LONDON (Reuters) - Prime Minister David Cameron on Monday criticized a tax avoidance scheme used by one of Britain’s biggest pop stars, but rejected calls to strip Gary Barlow of a state honor.
Barlow, two other members of his group Take That and their manager may have to pay more than 9 million pounds ($15 million) to the state after a judge found an investment scheme they had used was aimed primarily at avoiding tax.
Tax avoidance by other celebrities and by companies such as Starbucks and Amazon have angered the British public, and politicians were quick to condemn Barlow, with two members of parliament (MPs) suggesting he should return his “Order of the British Empire” (OBE), a medal he received for charity work.
Cameron told ITV: “I’m against these aggressive tax avoidance schemes ... Clearly what this scheme was, was wrong.”
But he said he did not support forcing Barlow, who publicly supported the prime minister’s Conservative party during the 2010 general election campaign, to return his OBE.

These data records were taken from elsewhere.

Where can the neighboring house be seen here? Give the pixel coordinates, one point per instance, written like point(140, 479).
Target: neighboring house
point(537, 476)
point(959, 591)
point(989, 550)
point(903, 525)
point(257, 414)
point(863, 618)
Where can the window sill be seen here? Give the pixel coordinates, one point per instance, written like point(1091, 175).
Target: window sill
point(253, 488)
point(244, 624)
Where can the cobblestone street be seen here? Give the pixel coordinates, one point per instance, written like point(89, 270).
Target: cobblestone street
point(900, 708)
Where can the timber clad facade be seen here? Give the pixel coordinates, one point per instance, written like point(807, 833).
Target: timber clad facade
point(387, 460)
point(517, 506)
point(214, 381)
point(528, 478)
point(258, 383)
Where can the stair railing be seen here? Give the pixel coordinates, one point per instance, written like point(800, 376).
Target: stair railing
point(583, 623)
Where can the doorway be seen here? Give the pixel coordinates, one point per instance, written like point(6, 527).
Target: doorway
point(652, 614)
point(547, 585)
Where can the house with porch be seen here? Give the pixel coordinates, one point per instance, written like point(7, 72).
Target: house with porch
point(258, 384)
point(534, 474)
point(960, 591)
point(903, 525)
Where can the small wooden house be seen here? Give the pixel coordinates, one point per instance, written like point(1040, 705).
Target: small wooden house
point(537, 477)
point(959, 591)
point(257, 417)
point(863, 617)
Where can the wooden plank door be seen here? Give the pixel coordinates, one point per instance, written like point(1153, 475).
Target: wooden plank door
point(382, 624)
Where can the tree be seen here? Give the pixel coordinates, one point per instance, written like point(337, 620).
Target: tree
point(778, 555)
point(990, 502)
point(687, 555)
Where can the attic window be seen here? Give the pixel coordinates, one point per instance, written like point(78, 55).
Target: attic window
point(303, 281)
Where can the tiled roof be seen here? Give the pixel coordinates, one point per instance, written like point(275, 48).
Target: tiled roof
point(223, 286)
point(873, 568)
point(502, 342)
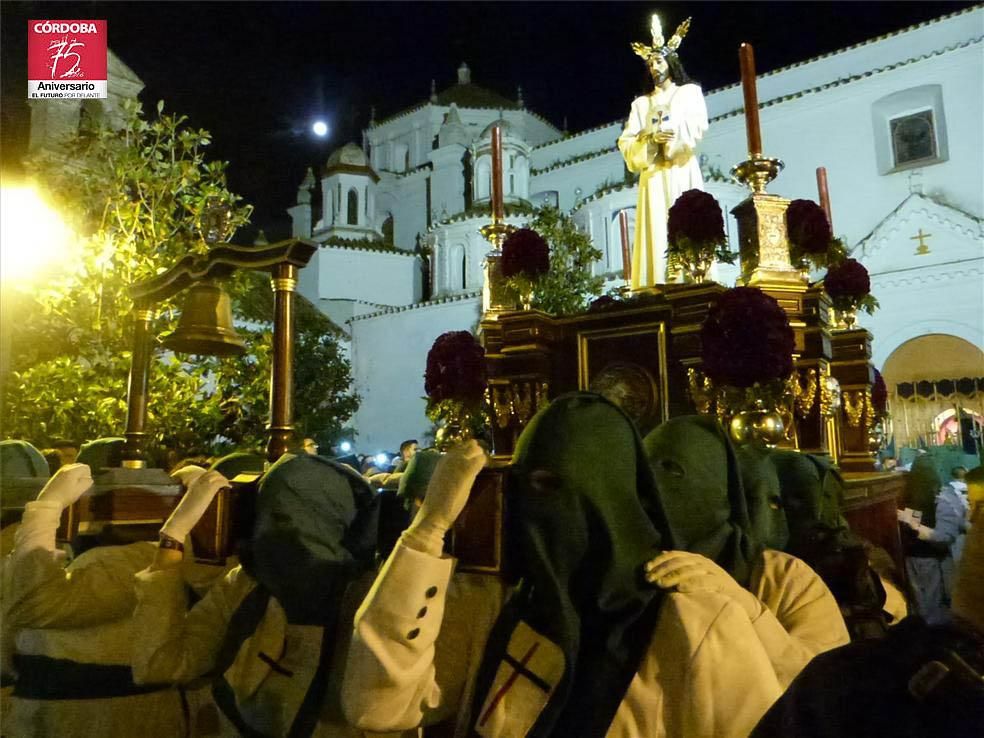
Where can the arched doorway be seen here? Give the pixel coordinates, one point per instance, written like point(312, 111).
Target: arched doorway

Conservative MP Charlie Elphicke and Margaret Hodge, an MP with the opposition Labour party, told the Times newspaper it was questionable whether Barlow should retain the honor.
A spokesman for the band members declined comment. Their manager, Jonathan Wild, who invested in the same investment scheme, did not respond to requests for comment. Previously, representatives for the four said they paid “significant tax”.
A judge said in a ruling published on Monday that members of dozens of partnerships were not entitled to use losses they incurred on investments in music rights and intellectual property to offset their tax bills because the primary intention of the partnership structures was to avoid tax rather than make a profit.
“The underlying, and fundamental, conclusion we have reached is that the Icebreaker scheme is, and was known and understood by all concerned to be, a tax avoidance scheme,” Tribunal Judge Colin Bishopp said in his ruling.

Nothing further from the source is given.